CVC Capital Partners has raised a record $18 billion for its latest fund for private equity investments in Europe and North America, it said on Thursday, highlighting a rush by investors to back buy-out deals in a search for higher returns.
CVC's bumper new fund shows how low interest rates and cheap debt have contributed to a boom in private equity fundraising since the financial crisis, supported by investors' thirst for high-yielding alternative assets.
The latest fundraising by CVC, which began in January, is the largest by a European private equity firm, surpassing the $13 billion raised by Advent last year.
As demand reached 25-30 billion euros, the fund cut its hurdle rate, the minimum rate of return on the fund, to 6 per cent from 8 per cent, a source familiar with the matter told Reuters.
Since it was founded in 1981, CVC has raised a total of $107 billion, which it has used to invest in companies from Swiss luxury watchmaker Breitling to Formula One motor racing. It currently has $65 billion of assets under management.
CVC did not disclose which organisations invested in Fund VII, but almost half of investors in Fund VI were public pension funds. Institutions such as pension and insurance funds or sovereign wealth funds are able to lock up money for years at a time in the hope it will outperform other asset classes.
For all of its mature funds, CVC has at least doubled the money of investments net of costs, the source said. Across all its European funds, it has achieved an average net annual rate of return of around 20 per cent.
The private equity funds charge fees for making the investments and take a slice of any profits.

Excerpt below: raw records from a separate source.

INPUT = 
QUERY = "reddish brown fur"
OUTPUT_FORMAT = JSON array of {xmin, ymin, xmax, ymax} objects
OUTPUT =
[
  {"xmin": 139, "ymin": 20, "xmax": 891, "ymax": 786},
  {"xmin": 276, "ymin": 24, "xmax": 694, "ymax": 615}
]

Its latest fund had a hard cap of 15.5 billion euros and reached 16 billion euros with commitments from CVC and its employees, the firm said. Its investment strategy is the same as for its previous fund with no committed allocations to any sectors.
According to industry data provider Preqin, globally funds raised $589 billion in 2016, in line with 2013-15 levels.
The number of firms raising more than $5 billion surged to a post financial crisis high last year. Investors had shied away from the industry for several years following the 2008 financial crisis when some were burned by over-ambitious deals.
In January, Permira closed its latest fund at 7.5 billion euros having initially targeted 6.5 billion euros. Late last year, Apax raised $9bn - its largest fundraising since the financial crisis.
European private equity firm Cinven raised 7 billion euros for its latest investment vehicle in 2016.